No, we’re not there yet and I think probably we’ve got some time yet. The retreat into nationalism goes when the borders start to slam shut and countries are shooting other people’s citizens at the border because they are trying to get in; some regional wars are starting to break out and you get a general collapse in the will to do things globally. That is probably ten or fifteen years away - I hope more - but I wouldn’t offer you any reassurance about it. At the moment we are still in negotiating mode and I think agreements are possible, they are difficult but they are not impossible
You quoted Nick Mabey [director of E3G, a non-profit concerned with sustainable development) and one of the things he talked about was that we have to overcome our reservations about human rights issues in places like China, do you think these things have to be sidelined to deal with this issue?
Yes. There’s a blunt answer for you. Yes, I think they do. Do not confuse survival issues with political issues that are desirable. This is a survival issue for an awful lot of people. Not my generation and your generation here in England but for a lot of people it is already a survival issue, and eventually it will become a survival issue even for us. It would be nice if we could put trade and human rights and climate change and three or four other desirable things all on the table together and bargain about them together. But you’ll never get anywhere like that. Don’t get confused. What is your priority here? And frankly my priority is to deal with this issue.
In an article refuting the recent channel 4 documentary (What the Green Movement Got Wrong) George Monbiot said: “The real climate challenge is not getting into new technologies but getting out of old ones.” That is almost exactly what you say in the book. But he was saying it in a call to reform social and economic systems; he was talking about corporate power, consumerism and economic growth – which is not something you mention. Is that because you think it is not possible, not necessary, not desirable or is it not relevant?
If it is possible in the long run, fine, we’ll discuss it in the long run, but we live right now in the short and the medium term and I don’t want to fight that battle at the same time. Pick your fights; you have only got so much time and so much energy. I think we are going to live or die with a solution to this problem achieved within the present political and economical context. You are not going to change the corporate structure of the universe. You can on the other hand change the incentives, the tax structure and everything else to make it more attractive to corporations to behave responsibly about the environment. There is no point in trying to make the revolution happen next week, next month, next year, next decade.
But you look at what happens when you introduce market incentives – you look at cap and trade, you look at GM – and what tends to happen is they are manipulated and monopolised in economic interests rather than the interest of resolving the issue. Is it really possible to tackle climate change with market solutions?
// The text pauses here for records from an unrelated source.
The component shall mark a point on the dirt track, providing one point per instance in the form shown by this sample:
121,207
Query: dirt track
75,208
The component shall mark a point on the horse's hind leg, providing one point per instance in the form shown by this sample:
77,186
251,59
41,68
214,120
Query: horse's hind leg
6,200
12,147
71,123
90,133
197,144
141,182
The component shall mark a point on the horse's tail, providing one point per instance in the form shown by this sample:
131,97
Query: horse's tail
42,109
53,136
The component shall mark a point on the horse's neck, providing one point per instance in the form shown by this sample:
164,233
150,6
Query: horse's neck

Of course it is something we have to worry about. But by and large, if you do shape the incentives appropriately, corporations will respond. What corporations actually want – and it is quite interesting – is a predictable regulatory environment – tell them what the rules are and they will shape their strategies accordingly, including making a profit. You can actually go and talk to the corporations and they will say that to you. The American automobile industry doesn’t care what the required fuel efficiency is – did you hear a great outcry when Obama announced through the Environmental Protection Agency that the required miles per gallon for American vehicle fleet was going up from 21.5 mpg to 35.5 mpg in 2016. There was no outcry – we’ll pass the cost on to the consumer, we know what the regulatory environment is, fine we’ll get on with it.
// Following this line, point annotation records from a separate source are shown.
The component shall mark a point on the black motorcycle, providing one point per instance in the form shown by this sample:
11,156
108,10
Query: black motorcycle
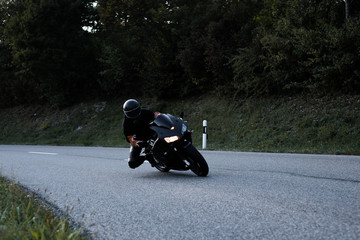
172,146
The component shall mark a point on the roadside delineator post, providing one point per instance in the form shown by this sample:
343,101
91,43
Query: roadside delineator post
204,133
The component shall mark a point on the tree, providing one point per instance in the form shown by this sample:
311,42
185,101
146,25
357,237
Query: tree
53,55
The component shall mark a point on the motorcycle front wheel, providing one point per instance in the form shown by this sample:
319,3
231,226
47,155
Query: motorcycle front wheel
198,164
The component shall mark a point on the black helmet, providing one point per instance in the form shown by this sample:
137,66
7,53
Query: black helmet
131,109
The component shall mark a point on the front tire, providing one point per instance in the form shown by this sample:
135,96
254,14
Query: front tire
198,164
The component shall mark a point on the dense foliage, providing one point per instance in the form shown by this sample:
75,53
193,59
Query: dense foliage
63,51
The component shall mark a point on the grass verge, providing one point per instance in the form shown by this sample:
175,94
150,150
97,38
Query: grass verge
23,217
300,124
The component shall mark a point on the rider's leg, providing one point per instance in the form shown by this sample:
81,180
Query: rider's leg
135,160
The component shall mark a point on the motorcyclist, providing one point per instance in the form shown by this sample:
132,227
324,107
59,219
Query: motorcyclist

You can do this sort of thing if you can give them some sense of where the future is taking them because they have got to work with five or ten years plans when they make their major investments. You will never get the coal industry to go along with it because the coal industry is a dead duck in any real future we have got. But the gas and the oil industries could be made to go along with it, or rather those companies that are now making their money from oil and gas but could make their money from alternative sources of energy, because that is the field they are really in - if they would only wake up and realise it, which they are beginning to do. Of course they will game the system, people always game the system. You and I do it every time we pay out taxes, but it doesn’t mean we get away without paying any taxes.
You mention in the book the current GM Crops, which you say don’t address the issue. Is that because if you leave it to business to develop these crops they are going to develop them based on profits and controlling markets, rather than solving the problem?
Sure they are. But if you were interested in doing so, then I could suggest a regulatory environment that would encourage them to develop the crops that would flourish in much hotter and drier conditions and would give decent yields but also would make it very hard to create the kind of monopoly structure that Monsanto was aiming at with its original GM crops. You can make the conditions of sale such that they cannot exercise the kind of monopoly that people were trying to buy up ready for Monsanto. In the United States maybe you can’t because Congress is a very corrupt body and only responds to donations. But most countries aren’t that corrupt, in the developed world. You can shape a regulatory environment that creates the right incentives and does not give people monopoly power to gore and to gauge the public. But if I have to choose, I’ll go with whatever gets me through this crisis, frankly. It is like arguing about armaments industry profits when you are in the middle of a world war; yeah, ok, we’ll deal with it later.
In the book's scenarios you portray the left as quite rigidly ideological on issues such as nuclear power. Many on the left are reassessing nuclear as an option and are prepared to sideline some of their natural concerns, but very few seem to have been convinced by the argument for nuclear power yet.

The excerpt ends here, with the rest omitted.